What is RAG-DocBot?
RAG-DocBot is a self-hosted, on-premise Retrieval-Augmented Generation (RAG) backend designed for companies that want to run an internal, privacy-preserving AI assistant on their own infrastructure.
It is a backend service and tooling — a separate UI project provides the frontend. Together they form a complete document-grounded chat assistant that runs entirely on your own servers.

Vision
RAG-DocBot is built around the principle that your data should never leave your infrastructure:
- Full data ownership — no SaaS dependency, no third-party data processing
- On-prem deployment — including air-gapped environments with no outbound internet
- Configurable for CPU and GPU — runs on commodity hardware as well as GPU-accelerated servers
- Transparent pipeline — every step from document ingestion to answer generation is visible and controllable
- Scales from small teams to enterprise — license-gated tiers to match your workload
Key Capabilities
| Capability | Description |
|---|---|
| On-premise by design | All data stays on your infrastructure.
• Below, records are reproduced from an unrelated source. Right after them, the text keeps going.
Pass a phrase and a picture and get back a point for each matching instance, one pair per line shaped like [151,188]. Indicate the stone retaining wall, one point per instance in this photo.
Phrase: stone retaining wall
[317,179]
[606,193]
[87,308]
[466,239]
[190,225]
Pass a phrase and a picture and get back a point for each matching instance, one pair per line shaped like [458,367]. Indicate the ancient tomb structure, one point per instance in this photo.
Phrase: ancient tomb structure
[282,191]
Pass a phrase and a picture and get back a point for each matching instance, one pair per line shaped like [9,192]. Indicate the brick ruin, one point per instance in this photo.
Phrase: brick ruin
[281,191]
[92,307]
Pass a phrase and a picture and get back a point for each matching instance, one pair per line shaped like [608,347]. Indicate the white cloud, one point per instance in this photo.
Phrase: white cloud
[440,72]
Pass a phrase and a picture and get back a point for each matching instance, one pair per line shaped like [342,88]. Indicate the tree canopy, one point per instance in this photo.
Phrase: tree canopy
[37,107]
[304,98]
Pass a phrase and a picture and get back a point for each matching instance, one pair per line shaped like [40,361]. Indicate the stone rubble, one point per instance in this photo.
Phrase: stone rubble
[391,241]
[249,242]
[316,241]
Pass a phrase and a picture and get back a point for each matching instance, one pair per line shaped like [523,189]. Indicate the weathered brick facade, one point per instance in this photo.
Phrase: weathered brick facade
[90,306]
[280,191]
No telemetry, no external API calls. |
| Source connectors | Ingest documents via file upload, GitHub, Slack, or local directories. |
| Async job system | Document ingestion and indexing run as background jobs — no blocking the API. |
| Persistent storage | PostgreSQL for application data, Redis for live job state, Qdrant for the vector index. |
| JWT auth & RBAC | Role-based access control with viewer, editor, and admin roles. |
| License-gated plan limits | FREE, PRO, and ENTERPRISE tiers with configurable document and storage limits. |
| CPU & GPU support | Works on standard CPU servers and CUDA-capable GPU servers. |
Current Status
RAG-DocBot is at v1.0.0 and under active development. See the Changelog for the full release history.